The physicotherapist touched Kayman’s shoulder. “Go ahead, Don,” he said. “I have a feeling you’re in pretty high echelons right now.”
Grumbling, Kayman allowed himself to be led out and put into a hoverjeep. The driver was in a hurry. He did not bother with the roads, but aimed the vehicle out toward the surf, judged his time and distance and skittered out onto the surface of the ocean between waves. Then he turned south and gunned it; in ten seconds they were doing at least a hundred and fifty kilometers an hour. Even on high-lift thrust, with three meters of air between them and the average height of the water, the rolling, twisting chop from the waves corkscrewing under them had Kayman swallowing saliva and looking for a throw-up bag against a rather possible need in no time at all. He tried to get the corporal to slow down. “Sorry, sir”; it was the MP’s favorite expression, it seemed.
But they managed to reach the beach at Patrick before Kayman quite vomited, and back on land the driver slowed to reasonable speeds. Kayman tottered out and stood in the damp, lush night until two more MPs, radio-alerted to his coming, saluted and escorted him inside a white stucco building.

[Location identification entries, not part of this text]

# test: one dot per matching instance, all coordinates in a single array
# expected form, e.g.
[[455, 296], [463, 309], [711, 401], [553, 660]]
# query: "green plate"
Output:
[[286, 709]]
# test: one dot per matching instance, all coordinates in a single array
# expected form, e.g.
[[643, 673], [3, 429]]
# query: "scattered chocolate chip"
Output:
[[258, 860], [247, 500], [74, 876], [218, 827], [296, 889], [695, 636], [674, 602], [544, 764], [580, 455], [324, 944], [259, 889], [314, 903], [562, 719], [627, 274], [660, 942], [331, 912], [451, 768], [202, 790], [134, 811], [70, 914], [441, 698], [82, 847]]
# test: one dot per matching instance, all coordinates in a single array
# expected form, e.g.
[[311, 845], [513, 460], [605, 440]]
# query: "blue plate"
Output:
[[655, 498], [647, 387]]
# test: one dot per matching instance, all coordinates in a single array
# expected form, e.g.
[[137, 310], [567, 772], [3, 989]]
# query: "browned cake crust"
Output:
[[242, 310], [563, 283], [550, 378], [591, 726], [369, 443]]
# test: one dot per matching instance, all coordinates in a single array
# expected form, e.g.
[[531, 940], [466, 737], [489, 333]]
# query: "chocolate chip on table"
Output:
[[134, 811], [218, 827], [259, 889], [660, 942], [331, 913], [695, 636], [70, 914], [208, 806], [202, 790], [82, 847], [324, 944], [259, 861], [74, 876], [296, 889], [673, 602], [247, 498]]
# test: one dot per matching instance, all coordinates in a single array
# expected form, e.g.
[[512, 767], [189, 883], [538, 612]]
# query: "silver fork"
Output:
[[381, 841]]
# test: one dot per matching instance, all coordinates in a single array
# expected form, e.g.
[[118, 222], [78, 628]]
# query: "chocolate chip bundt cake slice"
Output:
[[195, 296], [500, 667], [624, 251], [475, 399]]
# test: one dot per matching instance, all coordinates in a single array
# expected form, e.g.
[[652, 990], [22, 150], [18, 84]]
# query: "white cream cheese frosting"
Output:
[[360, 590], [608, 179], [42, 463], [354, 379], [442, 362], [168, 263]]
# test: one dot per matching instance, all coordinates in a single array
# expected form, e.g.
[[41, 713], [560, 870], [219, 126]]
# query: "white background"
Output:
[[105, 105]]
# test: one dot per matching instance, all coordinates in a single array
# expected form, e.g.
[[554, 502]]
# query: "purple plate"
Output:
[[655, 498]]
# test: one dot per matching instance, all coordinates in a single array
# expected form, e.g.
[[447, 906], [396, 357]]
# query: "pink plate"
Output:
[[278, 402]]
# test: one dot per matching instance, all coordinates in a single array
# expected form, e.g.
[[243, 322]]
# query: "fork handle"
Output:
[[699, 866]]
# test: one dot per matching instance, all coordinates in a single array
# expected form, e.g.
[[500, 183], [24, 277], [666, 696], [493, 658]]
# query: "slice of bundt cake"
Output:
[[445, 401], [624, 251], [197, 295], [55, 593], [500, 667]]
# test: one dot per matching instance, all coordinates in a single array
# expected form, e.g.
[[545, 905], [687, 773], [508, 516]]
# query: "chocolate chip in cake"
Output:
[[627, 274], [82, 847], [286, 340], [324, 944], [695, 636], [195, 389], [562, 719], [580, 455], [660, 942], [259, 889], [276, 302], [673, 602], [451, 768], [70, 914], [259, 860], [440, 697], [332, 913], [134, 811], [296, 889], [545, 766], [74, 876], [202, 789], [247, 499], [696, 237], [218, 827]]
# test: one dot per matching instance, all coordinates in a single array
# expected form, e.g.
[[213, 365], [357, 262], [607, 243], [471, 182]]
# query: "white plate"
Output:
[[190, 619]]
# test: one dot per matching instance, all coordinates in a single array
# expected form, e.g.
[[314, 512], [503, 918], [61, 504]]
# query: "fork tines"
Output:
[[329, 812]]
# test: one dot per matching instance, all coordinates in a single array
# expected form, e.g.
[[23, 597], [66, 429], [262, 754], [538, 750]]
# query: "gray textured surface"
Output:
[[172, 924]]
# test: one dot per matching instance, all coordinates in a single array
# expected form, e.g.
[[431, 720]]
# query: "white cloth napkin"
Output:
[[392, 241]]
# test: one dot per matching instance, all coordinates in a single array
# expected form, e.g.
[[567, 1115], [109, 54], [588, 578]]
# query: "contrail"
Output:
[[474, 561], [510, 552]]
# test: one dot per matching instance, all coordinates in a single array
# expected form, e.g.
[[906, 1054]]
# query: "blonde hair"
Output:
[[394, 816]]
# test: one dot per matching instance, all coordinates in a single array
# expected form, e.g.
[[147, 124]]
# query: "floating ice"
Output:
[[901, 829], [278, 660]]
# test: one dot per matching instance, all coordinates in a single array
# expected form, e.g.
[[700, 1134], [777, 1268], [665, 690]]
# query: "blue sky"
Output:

Before ten minutes had elapsed he was stripped to the skin and being searched, and he realized what high echelons he was indeed moving in.
The President’s jet touched down at Patrick at 0400 hours. Kayman had been dozing on a beach chair with a throw rug over his legs; he was shaken courteously awake and led to the boarding steps while refueling tankers were topping off the wing tanks in peculiarly eerie silence. There was no conversation, no banging of bronze nozzles against aluminum filler caps, only the throbbing of the tank truck’s pumps.
Somebody very important was asleep. Kayman wished with all his heart that he was too. He was conducted to a recliner chair, strapped in and left; and even before his WAC hostess had left his side the jet was picking its way to the takeoff strip.
He tried to doze, but while the jet was still climbing to cruise altitude the President’s valet came back and said, “The President will see you now.”
Sitting down and freshly shaved around his goatee, President Deshatine looked like a Gilbert Stuart painting of himself. He was at ease in a leather-backed chair, unfocused eyes peering out the window of the presidential jet while he listened to some sort of tape through earphones. A full coffee cup was steaming next to his elbow, and an empty cup was waiting by the silver pot. Next to the cup was a slim box of purple leather embossed with a silver cross.
Dash didn’t keep him waiting. He looked around, smiled, pulled off the earphones, and said, “Thank you for letting me kidnap you, Father Kayman. Sit down, please. Help yourself to coffee if you’d like it.”
“Thanks.” The valet sprang to pour and retired to stand behind Don Kayman. Kayman didn’t look around; he knew that the valet would be watching every muscle tremor, and so he avoided sudden moves.
The President said, “I’ve been in so many time zones the last forty-eight hours that I’ve forgotten what the real world is like. Munich, Beirut, Rome. I picked up Vern Scanyon in Rome when I heard about the trouble with Roger Torraway. Scared the shit out of me, Father. You almost lost him, didn’t you?”